Cependant, comme il n'y avait qu'une seule route, il devait y avoir une autorité locale, quelqu'un avait dû décider où la placer, selon Rocío Herrera, chercheur du Département d'Archéologie au Ministère de la Culture du Salvador et co-auteur de l'étude: "Nous pensons que les personnes âgées avaient un rôle important sur la façon dont certaines décisions devaient être prises, comme la construction de la route. Mais, à côté de cela, tout semble indiquer qu'ils n'étaient pas dominés par une élite autoritaire".

Sheets et son équipe ont aussi fouillé les bâtiments publics dans un secteur couvrant 4000 mètres carrés. Parmi les constructions, il y avait des ateliers, des cuisines communautaires et un sauna. L'architecture de ces bâtiments, construits avec des techniques et des matériaux différents, ainsi que le manque de planification urbaine attentive (pourtant un signe caractéristique distinctif de la culture Maya), montrent aussi la liberté dont jouissaient les habitants de Cerén pour prendre des décisions sociales sans la stricte approbation d'une caste supérieure.

Mais les chercheurs sont particulièrement attirés par l'interaction économique que les citoyens de Cerén avaient avec l'élite maya.

De nombreuses céramiques découvertes dans les maisons et constructions étaient trop élaborées pour être produites avec les moyens dont disposaient cette communauté.

Dans les bâtiments de Cerén, les chercheurs ont trouvé des céramiques élaborées, signe que les habitants pouvaient commercer avec les élites mayas.   Credit: Colorado University

Les archéologues ont aussi trouvé des haches en jade, très appréciées pour les travaux agricoles. "Les céramiques et jades raffinées étaient des objets qui provenaient des communautés de l'élite.

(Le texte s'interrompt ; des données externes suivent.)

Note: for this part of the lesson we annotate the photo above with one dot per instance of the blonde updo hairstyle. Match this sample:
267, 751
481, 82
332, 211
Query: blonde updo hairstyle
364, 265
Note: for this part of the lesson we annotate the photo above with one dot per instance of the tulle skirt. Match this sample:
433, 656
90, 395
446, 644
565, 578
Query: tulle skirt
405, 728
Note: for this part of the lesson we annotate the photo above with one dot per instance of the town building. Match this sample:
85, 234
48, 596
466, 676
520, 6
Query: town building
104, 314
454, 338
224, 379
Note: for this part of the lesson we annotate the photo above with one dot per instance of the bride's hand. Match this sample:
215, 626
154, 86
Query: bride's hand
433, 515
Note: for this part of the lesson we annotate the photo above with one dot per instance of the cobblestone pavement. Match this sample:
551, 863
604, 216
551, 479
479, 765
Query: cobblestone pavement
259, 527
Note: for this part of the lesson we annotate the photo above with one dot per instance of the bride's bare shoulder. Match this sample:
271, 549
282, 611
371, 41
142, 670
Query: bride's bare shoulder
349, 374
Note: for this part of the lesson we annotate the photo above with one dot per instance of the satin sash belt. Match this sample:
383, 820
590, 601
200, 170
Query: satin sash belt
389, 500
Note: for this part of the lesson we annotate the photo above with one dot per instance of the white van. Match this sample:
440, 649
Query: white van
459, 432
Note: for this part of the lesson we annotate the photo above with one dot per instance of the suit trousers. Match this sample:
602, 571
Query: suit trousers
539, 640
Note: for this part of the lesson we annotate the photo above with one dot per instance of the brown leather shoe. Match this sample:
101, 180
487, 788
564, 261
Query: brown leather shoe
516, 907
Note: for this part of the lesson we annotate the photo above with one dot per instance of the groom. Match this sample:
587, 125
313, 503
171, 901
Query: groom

Comment ces produits sont arrivés à Cerén ? Ils avaient accès à ces objets délicats, mais pourtant ne faisaient pas parti d'une grande cité" ajoute Herrera,"Le fait que le habitants de Cerén, des gens ordinaires, aient eu accès à ces objets, nous fait dire que l'élite connaissait leur existence et menait cependant des échanges avec eux, ce qui leur donnait un certain degré d'indépendance."

Les archéologues pensent que l'élite envoyait leurs marchandises par un intermédiaire afin de commercer avec ces gens. "Si les citoyens de Cerén pensaient que ces objets étaient trop chers, [les marchands] n'étaient pas obligés de rester, et ils pouvaient amener leurs marchandises au marché suivant pour espérer faire de meilleures affaires" explique Gallardo.


Les informations trouvées à Cerén contredisent donc l'hypothèse selon laquelle les élites mayas contrôlaient chaque aspect de la société, comprenant l'économie, les politiques, la religion, les arts et les sciences, au cours de la Période Classique (considérée comme l'une des plus productives de l'ère pré-hispanique, entre 250 et 900 après JC).

Les chercheurs estiment qu'il reste beaucoup à découvrir à Cerén.
"Il est possible qu'il y ait d'autres communautés enterrées sous les cendres sur les flancs du volcan. Nous attendons les fonds pour une nouvelle phase du projet où nous prévoyons de suivre la route vers ses extrémités, au nord et au sud, afin de voir ce que nous trouverons. Nous savons qu'il y a une cité appelée San Andres, plein sud, où se trouve le centre religieux maya le plus proche de Cerén." ajoute Sheets.